Rwanda tested the question even further; the genocidal regime actually sat on the Security Council 1994 -- the very time it was conducting massacres. The intervention in Haiti later that year pulled it further. It was difficult to construe Haitian refugees landing on the beaches of Florida, a swing state, as a threat to international peace and security, whatever their effects on Bill Clinton's political prospects. But it also helped that the legally elected government of Haiti, in the form of President Aristide, wanted the intervention.
By the time of Kosovo in 1999, in the wake of Srebrenica, the concept of humanitarian intervention was getting serious legs, although the Clinton administration did not want to test it in the United Nations, in the face of assumed resistance from Russia, both to the general principle, and to the specific target, Slobodan Milosevic.
In the wake of his own reports on the failings of the United Nations in Srebrenica and Rwanda, Kofi Annan asked that question at the Millennium Summit in 2000. His answer was essentially provided by a Canadian-convened international committee, whose report, "The Responsibility to Protect," he largely incorporated into his U.N. reform package.

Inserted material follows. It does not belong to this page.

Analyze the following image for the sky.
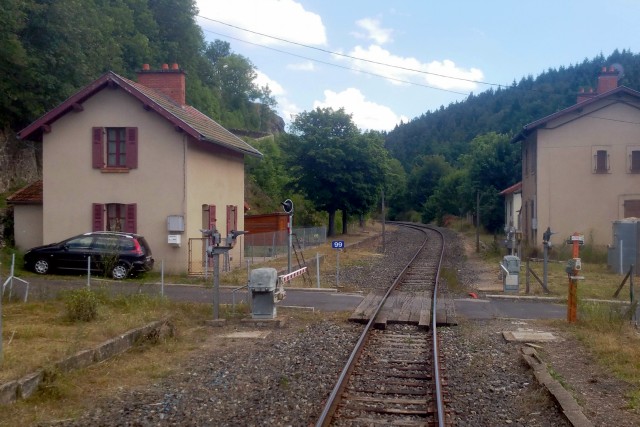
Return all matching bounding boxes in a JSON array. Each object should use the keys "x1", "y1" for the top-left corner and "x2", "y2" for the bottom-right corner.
[{"x1": 195, "y1": 0, "x2": 640, "y2": 132}]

The devil, as always, is in the details. The report compilers were well aware of the justifiable apprehensions of many countries that a principle of humanitarian intervention could provide an "invade my neighbor for free" card unless it were heavily hedged around. They presciently set out "Precautionary Principles" to prevent expedient invocation of humanitarianism to justify military aggression:
A. Right intention: The primary purpose of the intervention, whatever other motives intervening states may have, must be to halt or avert human suffering. Right intention is better assured with multilateral operations, clearly supported by regional opinion and the victims concerned.
B. Last resort: Military intervention can only be justified when every non-military option for the prevention or peaceful resolution of the crisis has been explored, with reasonable grounds for believing lesser measures would not have succeeded.

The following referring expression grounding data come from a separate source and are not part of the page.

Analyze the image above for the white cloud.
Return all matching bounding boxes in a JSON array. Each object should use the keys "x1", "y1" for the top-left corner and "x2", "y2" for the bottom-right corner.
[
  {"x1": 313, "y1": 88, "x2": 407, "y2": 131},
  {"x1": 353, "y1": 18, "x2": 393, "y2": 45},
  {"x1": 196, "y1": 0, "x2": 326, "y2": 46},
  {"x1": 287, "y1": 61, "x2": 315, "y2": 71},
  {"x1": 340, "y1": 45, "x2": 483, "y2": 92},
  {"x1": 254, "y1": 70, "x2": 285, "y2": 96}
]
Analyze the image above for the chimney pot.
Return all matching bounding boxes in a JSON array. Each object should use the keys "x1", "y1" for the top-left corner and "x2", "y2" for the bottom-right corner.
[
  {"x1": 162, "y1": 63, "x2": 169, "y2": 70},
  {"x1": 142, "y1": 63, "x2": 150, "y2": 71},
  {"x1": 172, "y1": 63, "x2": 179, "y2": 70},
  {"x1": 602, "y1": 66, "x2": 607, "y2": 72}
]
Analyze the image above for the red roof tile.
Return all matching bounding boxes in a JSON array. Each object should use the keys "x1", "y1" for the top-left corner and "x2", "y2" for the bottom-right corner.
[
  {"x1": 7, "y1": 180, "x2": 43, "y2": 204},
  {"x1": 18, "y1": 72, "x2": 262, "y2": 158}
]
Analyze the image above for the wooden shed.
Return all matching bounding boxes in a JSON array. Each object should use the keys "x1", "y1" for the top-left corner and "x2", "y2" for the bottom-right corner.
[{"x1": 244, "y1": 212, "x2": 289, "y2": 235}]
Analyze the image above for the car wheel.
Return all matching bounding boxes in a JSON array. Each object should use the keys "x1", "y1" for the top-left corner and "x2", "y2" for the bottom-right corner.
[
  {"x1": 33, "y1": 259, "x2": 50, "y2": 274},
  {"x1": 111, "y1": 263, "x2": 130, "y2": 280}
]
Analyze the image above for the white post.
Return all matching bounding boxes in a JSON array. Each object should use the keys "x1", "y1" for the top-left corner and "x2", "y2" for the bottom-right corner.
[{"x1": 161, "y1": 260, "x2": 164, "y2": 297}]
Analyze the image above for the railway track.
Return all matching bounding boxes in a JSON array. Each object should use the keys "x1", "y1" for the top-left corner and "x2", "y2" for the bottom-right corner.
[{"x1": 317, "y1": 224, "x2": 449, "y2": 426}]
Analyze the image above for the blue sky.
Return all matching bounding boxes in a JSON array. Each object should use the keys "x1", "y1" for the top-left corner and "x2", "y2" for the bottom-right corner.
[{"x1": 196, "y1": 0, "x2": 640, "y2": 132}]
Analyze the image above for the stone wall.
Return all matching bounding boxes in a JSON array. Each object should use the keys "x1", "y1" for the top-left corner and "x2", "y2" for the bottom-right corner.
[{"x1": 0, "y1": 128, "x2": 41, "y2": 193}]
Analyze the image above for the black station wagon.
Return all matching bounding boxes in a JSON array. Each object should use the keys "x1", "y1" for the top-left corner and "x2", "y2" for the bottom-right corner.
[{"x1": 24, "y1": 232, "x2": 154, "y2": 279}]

C. Proportional means: The scale, duration and intensity of the planned military intervention should be the minimum necessary to secure the defined human protection objective.
D. Reasonable prospects: There must be a reasonable chance of success in halting or averting the suffering which has justified the intervention, with the consequences of action not likely to be worse than the consequences of inaction.The report also invoked "the Right Authority," and said that "Security Council authorization should in all cases be sought prior to any military intervention action being carried out." It added that if that fails, then the issue should be taken to an emergency meeting of the U.N. General Assembly. It is clear that Bush's attack on Iraq did not meet any of these criteria.
The U.N. 60th Anniversary Summit has left these details of the "Responsibility to Protect," to be hammered out in the General Assembly, where "the spoilers" will doubtless have a field day. But they would find it difficult to beat these, since whether they have intended to or not, they have now accepted the general principle.
What will this mean for Darfur? Very little immediately, but if the city of Khartoum in Sudan continues to condone and facilitate mass murders there, next time the issue comes before the Security Council, the Sudanese regime's friends will not be able to invoke legal arguments to cover them. After all, they have signed onto the Declaration.
And for the next Rwanda, Cambodia, Kosovo or Darfur -- there is a clear warning to the perpetrators that their obligations as states under the Universal Declaration of Human Rights now outweigh their privileges of sovereignty.
Whether the prospect heartens or worries you, it is certainly what Annan and the 60th Anniversary will be remembered for.